I think the former is unlikely, as I have been writing lots of AMX code lately, with excellent test coverage, and I'm yet to see any unexplained failures in my software tests, e.g. something that behaves differently from the M3 than the M1 I also have here (using your documented M1 features, and also some of the documented M2 features, which work as expected on the M3). So hopefully there are new features in the M3.
I investigated this a bit by changing the random values, and I see that for AMX_LDX
and AMX_LDY
, out of the previously ignored bits (63, 61 and 59), only bit 61 is always set in case of a test error; for 63 and 59, they are sometimes set and sometimes not (indeed, I've seen an error for which bits 63 and 59 were not set, only 61 was).
So I wrote a small program to investigate this, and found that bit 61 represents a strided load: when loading pairs, the stride is 4 (that is, if you start at X0
, it loads to X0
and X4
), whereas when loading 4 at a time, the stride is 2 (e.g. X0
, X2
, X4
, X6
).

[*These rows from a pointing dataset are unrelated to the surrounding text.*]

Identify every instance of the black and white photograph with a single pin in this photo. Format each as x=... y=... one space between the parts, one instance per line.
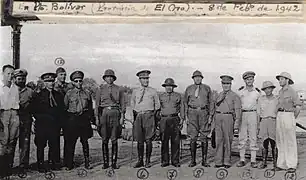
x=153 y=101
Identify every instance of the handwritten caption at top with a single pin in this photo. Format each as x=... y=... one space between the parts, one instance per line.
x=157 y=9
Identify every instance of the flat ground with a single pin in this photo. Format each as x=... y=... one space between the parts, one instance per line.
x=156 y=172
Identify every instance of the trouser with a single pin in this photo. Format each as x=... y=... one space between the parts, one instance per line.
x=169 y=127
x=286 y=140
x=8 y=138
x=224 y=125
x=24 y=139
x=248 y=130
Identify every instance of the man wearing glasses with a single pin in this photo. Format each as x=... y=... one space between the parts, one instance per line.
x=78 y=103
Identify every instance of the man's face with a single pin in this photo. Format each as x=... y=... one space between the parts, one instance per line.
x=109 y=79
x=144 y=82
x=197 y=79
x=8 y=74
x=61 y=76
x=20 y=81
x=283 y=81
x=226 y=86
x=268 y=91
x=78 y=83
x=169 y=89
x=249 y=81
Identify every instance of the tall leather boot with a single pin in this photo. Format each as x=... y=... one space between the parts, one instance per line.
x=204 y=153
x=148 y=154
x=264 y=159
x=114 y=155
x=193 y=150
x=86 y=155
x=105 y=155
x=140 y=149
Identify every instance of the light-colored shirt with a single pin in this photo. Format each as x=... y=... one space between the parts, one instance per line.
x=150 y=100
x=267 y=107
x=9 y=97
x=288 y=99
x=249 y=99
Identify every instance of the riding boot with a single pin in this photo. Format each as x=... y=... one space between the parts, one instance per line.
x=140 y=149
x=105 y=155
x=204 y=154
x=114 y=155
x=148 y=155
x=193 y=150
x=86 y=155
x=264 y=159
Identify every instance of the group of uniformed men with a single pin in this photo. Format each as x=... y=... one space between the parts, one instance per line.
x=69 y=107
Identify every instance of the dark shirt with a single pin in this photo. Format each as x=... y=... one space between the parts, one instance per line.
x=171 y=103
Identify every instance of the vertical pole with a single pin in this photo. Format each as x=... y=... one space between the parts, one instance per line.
x=16 y=45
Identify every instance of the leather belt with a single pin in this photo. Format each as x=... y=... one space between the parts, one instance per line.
x=170 y=115
x=252 y=110
x=219 y=112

I will attach a test program and its output on my M3. For AMX_LDY
, results are identical.
As for AMX_MATINT
, I collected a bunch of values where the tests fail:
0xd060b15ad5995f37
0xd26ab256885620e0
0xd060b15ad5995f37
0x0e61b375b73c8104
0xbc7870a58e4864bc
0xce6b3046d4af6812
0xa069335db08b4b0e
0x5a71b34bf47fe485
0xee7172c6ce0a04ec
0xa87ef14a1baca54d
0xb662b045bc40cdb0
0xc4697074e454ab6f
ANDing these together, the common theme is bits 44, 45, 53 and 54 set. I see that having bits 53 and 54 set means an indexed load in ALU mode 8. For that mode, there are two lane width modes (i.e. bits 45:42): 10 or any other value. However, having bits 44 and 45 set would correspond to 12.

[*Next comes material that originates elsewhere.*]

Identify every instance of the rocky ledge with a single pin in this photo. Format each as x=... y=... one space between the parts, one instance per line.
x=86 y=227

If you'd like to investigate, but don't have access to an M3, I can run any tests you need; just let me know.
I had been wondering whether there were any additions/enhancements in M3, and seemingly the answer is yes. I don't have any M3 hardware of my own at the moment, and to do the reverse engineering myself I'd need SSH access to an M3 machine for a few days.
Thanks for the reply.
I can gladly create an account for ssh access on my M3. However it is my personal laptop, so (rarely) it may be offline — however it’s even more rare for me to shut it down completely. So using tmux
/screen
should be a workable solution.
If you’re up for this, we just need a way to contact each other. I don’t see an email listed either in your repository or in your website. How can I contact you? I’m not familiar with any GitHub features like direct messages. Failing that I could reply here with my email address.
For matint
, looks like M3 adds the configuration of ALU mode 8 lane width mode 12, interpreted as 8-bit X and 16-bit Y and 32-bit Z (similar to vecint
lane width mode 12). I think e159758 covers it, along with the ldx
/ldy
extension you described.